A recombinant baculovirus expressing the murine class I MHC heavy chain H-2K^d cDNA under the transcriptional control of Autografa californica nuclear polyhedrosis virus (AcNPV) polyhedrin promoter has been isolated and used to infect Sf9 lepidopteran cells either alone or in association with a previously isolated virus expressing mouse β2-microglobulin^b (β₂-m^a). When infected with the heavy chain-encoding virus alone, H-2K^d was produced in a β2-m-free conformation detected on the surface of infected cells by conformation-independent antibodies.
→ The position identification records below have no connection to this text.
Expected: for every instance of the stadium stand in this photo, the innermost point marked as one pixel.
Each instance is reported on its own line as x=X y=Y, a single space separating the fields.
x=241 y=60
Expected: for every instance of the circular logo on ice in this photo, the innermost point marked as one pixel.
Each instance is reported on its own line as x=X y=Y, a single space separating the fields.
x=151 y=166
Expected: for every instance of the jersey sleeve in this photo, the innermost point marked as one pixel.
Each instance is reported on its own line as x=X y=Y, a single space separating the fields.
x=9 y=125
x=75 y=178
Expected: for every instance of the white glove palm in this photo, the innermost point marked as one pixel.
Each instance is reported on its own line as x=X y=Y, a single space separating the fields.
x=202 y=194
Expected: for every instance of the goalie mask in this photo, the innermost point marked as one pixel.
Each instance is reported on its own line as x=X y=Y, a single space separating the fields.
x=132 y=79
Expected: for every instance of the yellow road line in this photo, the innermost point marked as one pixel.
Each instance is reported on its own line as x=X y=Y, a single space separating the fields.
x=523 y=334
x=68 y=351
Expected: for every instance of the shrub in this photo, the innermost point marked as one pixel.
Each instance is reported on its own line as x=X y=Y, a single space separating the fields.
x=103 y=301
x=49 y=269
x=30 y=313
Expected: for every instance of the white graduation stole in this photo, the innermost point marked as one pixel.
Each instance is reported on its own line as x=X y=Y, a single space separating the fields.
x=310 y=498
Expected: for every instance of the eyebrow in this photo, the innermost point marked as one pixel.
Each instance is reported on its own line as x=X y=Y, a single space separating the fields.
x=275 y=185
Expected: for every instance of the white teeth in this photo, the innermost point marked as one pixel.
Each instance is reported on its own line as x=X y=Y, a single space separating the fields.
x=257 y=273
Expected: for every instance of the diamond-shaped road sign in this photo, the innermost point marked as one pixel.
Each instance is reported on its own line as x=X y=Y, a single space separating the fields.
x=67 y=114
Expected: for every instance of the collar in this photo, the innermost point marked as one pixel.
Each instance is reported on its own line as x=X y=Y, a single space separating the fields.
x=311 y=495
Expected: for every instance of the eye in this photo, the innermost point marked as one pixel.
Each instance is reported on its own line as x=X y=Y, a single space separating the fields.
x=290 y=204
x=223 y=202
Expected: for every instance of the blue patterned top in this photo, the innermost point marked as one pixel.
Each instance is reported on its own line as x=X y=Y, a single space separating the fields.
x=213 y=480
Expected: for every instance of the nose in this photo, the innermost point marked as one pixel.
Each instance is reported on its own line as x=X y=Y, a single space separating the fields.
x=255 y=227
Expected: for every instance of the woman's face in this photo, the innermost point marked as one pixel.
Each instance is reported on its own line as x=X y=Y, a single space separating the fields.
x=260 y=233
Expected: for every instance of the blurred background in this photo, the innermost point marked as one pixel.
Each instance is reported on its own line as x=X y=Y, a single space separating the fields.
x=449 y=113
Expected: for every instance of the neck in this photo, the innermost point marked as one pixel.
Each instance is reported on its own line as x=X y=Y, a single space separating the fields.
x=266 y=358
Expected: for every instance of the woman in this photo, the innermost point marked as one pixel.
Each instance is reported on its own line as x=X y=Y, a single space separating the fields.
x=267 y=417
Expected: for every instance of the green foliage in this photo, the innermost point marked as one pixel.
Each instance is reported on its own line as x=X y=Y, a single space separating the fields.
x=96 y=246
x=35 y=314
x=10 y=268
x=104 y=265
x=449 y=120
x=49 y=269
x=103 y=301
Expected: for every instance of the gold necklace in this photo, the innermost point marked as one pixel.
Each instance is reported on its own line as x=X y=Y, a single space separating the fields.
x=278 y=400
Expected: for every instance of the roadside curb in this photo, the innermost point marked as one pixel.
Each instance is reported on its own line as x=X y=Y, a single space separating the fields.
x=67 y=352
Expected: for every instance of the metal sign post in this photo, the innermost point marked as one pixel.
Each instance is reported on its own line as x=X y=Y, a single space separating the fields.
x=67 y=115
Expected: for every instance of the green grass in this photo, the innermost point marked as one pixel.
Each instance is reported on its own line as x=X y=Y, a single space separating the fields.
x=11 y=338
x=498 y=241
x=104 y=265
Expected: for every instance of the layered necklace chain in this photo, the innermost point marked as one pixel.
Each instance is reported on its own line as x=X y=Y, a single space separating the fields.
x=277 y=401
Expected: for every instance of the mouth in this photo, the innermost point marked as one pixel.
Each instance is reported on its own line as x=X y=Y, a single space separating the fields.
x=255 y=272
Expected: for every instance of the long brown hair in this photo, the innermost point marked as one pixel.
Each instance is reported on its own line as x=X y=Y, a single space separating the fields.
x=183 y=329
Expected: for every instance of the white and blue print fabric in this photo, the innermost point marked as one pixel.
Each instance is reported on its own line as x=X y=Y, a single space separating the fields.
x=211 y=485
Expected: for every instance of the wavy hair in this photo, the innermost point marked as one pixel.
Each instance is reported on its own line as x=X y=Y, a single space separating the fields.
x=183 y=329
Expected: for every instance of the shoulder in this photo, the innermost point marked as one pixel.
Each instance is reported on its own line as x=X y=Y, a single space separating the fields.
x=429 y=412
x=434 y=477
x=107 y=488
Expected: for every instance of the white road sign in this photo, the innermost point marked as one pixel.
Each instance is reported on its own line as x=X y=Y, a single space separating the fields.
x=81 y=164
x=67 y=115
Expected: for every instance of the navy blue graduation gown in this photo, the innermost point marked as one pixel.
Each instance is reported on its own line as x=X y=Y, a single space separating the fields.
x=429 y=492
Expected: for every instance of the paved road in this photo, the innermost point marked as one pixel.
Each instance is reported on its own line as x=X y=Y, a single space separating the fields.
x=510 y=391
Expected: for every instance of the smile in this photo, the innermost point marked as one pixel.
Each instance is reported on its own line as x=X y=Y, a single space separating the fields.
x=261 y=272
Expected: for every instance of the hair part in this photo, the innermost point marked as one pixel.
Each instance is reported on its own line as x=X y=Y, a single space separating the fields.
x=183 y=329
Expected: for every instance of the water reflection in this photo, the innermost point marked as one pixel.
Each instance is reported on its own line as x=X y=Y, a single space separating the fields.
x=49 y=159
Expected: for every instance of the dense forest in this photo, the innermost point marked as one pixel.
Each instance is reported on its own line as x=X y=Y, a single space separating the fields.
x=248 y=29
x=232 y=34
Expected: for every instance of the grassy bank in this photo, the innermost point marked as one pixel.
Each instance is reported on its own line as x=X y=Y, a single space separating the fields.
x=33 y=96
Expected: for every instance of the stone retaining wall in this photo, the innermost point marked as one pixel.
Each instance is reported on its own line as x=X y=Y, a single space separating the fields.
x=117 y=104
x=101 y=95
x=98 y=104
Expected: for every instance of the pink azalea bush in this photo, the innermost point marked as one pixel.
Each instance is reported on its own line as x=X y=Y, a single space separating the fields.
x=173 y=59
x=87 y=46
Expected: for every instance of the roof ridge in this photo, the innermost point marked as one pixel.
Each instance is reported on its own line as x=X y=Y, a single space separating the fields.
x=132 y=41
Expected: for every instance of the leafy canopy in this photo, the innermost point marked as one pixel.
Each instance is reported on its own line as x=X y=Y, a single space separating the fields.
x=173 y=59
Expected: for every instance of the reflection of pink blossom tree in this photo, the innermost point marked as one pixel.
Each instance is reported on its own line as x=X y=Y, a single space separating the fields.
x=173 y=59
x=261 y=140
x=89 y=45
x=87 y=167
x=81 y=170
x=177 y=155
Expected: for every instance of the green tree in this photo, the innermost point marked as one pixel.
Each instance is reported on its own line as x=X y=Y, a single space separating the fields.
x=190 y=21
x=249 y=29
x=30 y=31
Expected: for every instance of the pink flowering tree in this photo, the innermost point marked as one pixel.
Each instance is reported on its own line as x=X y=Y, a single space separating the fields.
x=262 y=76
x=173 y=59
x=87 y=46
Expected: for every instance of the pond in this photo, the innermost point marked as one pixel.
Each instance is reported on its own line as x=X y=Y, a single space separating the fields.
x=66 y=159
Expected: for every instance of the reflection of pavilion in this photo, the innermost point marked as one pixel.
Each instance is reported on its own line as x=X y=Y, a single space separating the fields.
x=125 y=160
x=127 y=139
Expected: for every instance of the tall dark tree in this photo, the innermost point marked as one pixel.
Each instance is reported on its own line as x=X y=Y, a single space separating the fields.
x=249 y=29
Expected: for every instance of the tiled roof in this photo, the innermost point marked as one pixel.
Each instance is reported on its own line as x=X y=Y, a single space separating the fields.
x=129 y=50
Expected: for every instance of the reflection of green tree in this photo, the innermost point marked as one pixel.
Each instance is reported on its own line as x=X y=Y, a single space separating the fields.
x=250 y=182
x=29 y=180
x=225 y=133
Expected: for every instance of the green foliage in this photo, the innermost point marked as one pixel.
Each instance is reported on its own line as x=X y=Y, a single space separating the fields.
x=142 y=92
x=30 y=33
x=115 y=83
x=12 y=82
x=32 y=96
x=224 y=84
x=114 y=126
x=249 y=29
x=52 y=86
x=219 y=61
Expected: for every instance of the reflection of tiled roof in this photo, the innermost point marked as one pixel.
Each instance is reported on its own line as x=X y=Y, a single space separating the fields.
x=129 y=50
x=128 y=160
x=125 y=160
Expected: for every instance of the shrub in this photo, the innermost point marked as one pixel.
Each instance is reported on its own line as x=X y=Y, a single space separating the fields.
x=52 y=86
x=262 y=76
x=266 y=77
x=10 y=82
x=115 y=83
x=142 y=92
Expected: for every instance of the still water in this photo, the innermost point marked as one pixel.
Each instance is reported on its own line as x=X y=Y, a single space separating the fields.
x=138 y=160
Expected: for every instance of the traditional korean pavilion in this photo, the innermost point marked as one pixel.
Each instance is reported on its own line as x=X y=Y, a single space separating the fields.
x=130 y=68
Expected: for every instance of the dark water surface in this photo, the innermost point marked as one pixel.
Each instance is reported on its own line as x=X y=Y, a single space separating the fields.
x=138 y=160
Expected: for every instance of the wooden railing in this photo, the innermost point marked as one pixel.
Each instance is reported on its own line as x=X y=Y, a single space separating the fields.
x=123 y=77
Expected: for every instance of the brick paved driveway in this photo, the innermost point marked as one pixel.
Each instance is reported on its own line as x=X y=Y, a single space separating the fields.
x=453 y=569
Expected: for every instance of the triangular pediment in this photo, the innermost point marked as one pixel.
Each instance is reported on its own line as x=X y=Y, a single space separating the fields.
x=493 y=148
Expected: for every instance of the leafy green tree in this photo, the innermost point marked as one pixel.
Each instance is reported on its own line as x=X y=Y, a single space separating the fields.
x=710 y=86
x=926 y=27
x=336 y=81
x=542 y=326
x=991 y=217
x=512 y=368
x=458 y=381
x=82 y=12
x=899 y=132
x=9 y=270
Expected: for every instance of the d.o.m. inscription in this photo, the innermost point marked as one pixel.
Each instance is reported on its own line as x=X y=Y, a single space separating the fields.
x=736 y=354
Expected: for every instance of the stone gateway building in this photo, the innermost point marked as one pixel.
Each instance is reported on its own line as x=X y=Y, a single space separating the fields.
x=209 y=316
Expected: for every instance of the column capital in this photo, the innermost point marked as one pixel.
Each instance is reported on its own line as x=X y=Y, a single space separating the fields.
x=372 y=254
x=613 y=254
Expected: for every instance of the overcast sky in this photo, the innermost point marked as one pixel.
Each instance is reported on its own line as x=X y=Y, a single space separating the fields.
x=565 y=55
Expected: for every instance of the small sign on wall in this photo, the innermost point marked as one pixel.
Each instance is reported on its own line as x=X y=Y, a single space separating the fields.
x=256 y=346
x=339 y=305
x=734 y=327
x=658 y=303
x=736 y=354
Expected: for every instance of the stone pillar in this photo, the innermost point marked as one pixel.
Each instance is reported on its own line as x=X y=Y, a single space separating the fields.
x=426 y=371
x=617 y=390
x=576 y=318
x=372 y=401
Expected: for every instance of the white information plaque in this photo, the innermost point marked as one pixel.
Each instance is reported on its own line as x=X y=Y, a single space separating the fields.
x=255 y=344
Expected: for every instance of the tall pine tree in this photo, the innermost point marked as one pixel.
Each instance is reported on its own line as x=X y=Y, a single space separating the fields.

When Sf9 cells were co-infected with both viruses, ∼10% of the heavy chain pool was engaged in the formation of native heterodimeric MHC class I molecules, which were glycosylated and transported to the cell surface as demonstrated by radio-binding experiments and flow cytometry. The assembly of the recombinant class I molecule was dependent on peptide, since heterodimer formation was brought about by H-2K^d-specific peptide ligands both in vivo, upon incubation with dually infected cells, and in vitro. In cell-free detergent extracts. In addition, a change in heavy chain conformation was brought about upon incubation with high concentrations (100 μM) of an H-2K^d-restricted octapeptide epitope from Plasmodlum berghel. Furthermore, using low concentrations (3 nM) of a photoaffinity label derivative of this peptide, we show direct binding to cells co-expressing class I heavy chain and mouse β₂-m but not to cells expressing free heavy chain only.